Денис взглянул на дочь в зеркальце и промолчал.

— И не сомневайся, — отозвалась Маша, — ты свое получишь.

Денис покосился на Машу, пряча улыбку.

— Как вы думаете, Машенька, какое наказание заслуживает этот ребенок?

— Домашний арест! — не раздумывая выпалила Маша.

— Я бы добавил трудовую повинность — клубнику полоть.

— А чё ее полоть, — незамедлительно встряла Алька, — она уже кончилась.

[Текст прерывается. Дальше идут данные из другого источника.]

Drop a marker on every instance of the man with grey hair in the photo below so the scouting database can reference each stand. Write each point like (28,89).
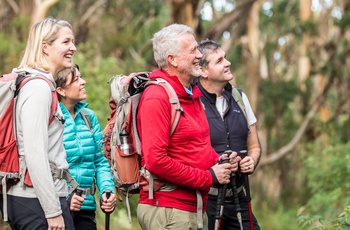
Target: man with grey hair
(184,161)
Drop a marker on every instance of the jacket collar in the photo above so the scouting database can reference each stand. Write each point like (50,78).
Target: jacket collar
(174,81)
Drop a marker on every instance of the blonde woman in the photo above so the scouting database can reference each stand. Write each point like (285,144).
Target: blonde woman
(43,205)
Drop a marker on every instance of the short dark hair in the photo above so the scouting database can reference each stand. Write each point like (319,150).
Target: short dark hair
(205,47)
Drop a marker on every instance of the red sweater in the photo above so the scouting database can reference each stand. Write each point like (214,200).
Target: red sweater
(183,158)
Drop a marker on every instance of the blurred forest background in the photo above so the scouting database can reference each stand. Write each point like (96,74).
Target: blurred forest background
(291,57)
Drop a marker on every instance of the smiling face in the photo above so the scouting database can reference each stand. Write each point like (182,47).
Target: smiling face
(73,89)
(218,68)
(60,52)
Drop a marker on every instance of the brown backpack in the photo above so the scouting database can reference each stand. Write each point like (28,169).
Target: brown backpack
(121,142)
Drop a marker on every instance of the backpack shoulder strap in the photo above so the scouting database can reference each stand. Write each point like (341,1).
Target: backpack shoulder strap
(86,118)
(237,96)
(173,99)
(22,79)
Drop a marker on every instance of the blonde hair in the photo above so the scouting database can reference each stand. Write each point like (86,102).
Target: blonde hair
(43,31)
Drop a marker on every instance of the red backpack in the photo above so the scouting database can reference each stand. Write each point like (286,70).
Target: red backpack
(10,85)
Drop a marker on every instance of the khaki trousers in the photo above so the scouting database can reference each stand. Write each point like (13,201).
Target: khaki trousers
(158,218)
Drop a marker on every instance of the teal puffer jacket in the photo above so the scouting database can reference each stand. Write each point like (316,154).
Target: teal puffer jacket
(87,163)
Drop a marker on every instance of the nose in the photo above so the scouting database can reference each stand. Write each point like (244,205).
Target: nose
(199,55)
(73,47)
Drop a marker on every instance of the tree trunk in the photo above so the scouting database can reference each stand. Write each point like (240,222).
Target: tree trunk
(41,7)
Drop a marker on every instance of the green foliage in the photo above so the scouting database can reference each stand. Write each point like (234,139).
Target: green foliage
(279,95)
(329,192)
(282,218)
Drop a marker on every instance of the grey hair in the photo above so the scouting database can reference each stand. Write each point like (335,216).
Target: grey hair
(206,47)
(166,41)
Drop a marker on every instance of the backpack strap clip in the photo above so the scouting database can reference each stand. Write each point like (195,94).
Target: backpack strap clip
(62,174)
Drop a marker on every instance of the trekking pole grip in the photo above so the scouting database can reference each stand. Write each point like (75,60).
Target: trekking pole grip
(108,194)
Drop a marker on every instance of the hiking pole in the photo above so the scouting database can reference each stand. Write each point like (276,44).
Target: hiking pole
(108,194)
(243,154)
(220,200)
(235,194)
(77,192)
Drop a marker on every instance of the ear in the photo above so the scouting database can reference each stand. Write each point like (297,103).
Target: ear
(172,60)
(204,72)
(61,91)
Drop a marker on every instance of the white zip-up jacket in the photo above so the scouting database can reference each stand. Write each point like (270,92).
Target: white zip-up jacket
(40,143)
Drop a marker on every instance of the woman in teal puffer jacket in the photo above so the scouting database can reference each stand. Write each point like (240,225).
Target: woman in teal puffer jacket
(83,142)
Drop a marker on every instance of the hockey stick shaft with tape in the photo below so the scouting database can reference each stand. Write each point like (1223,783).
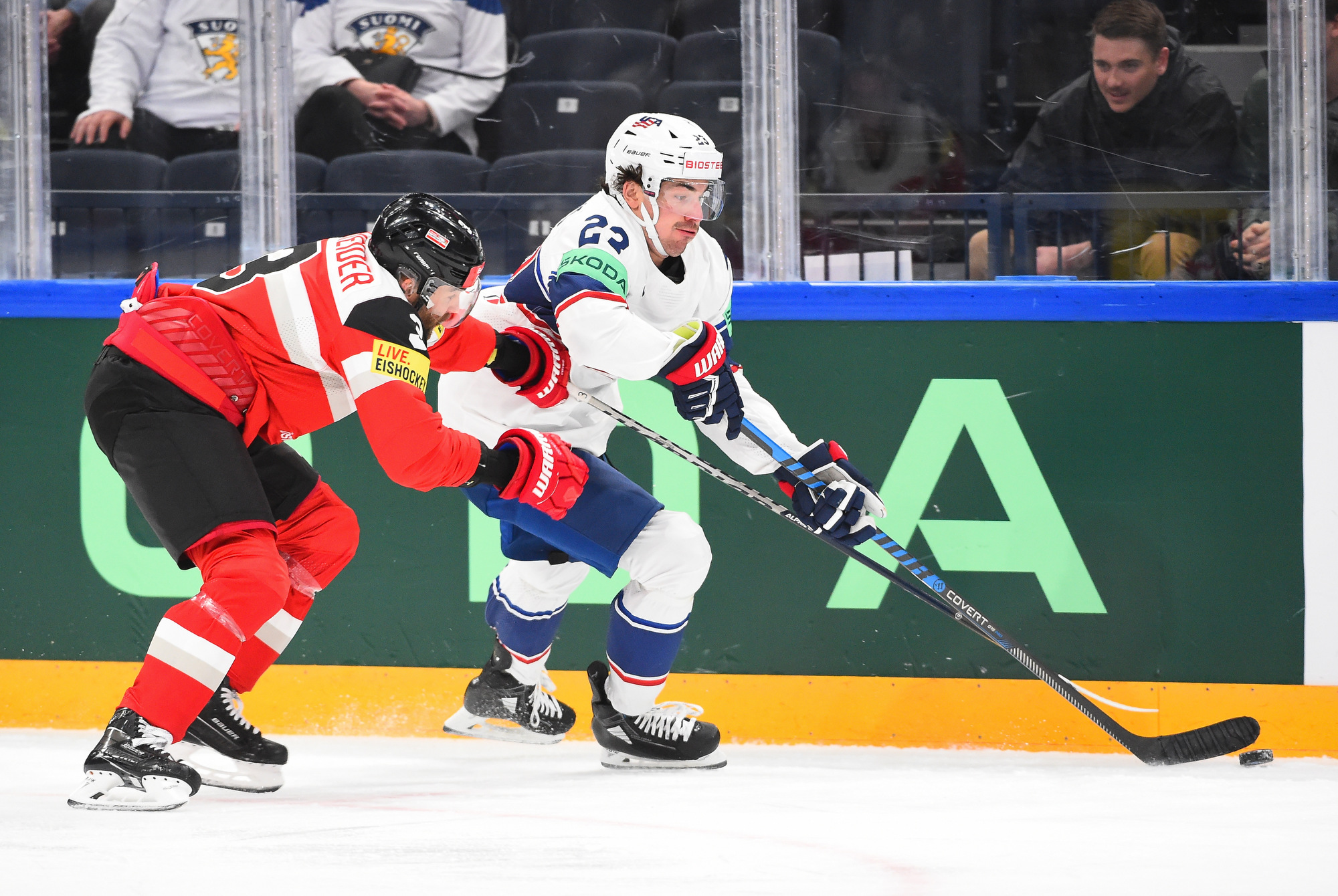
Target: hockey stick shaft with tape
(1171,750)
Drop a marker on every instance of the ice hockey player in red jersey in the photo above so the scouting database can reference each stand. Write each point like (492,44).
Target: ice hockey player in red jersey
(195,399)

— Вот и хорошо, что кончилась. Полоть ее в самый раз таким беглецам, как ты. Кстати, где ты ночевала, хотели бы мы знать?

— У бабушки одной. Она семечками у перехода торгует.

— Ясно.

Алька уже отлепила глаза от пола и, для приличия сдерживая рвущуюся наружу улыбку, посматривала на Машу и Дениса. Она догадалась, что гроза миновала, и теперь не знала, как совладать с возбуждением.

— Маш… а ты когда приехала? — Алька решила, что очень хитро поставила вопрос.

Маша развернулась и посмотрела на девочку в упор.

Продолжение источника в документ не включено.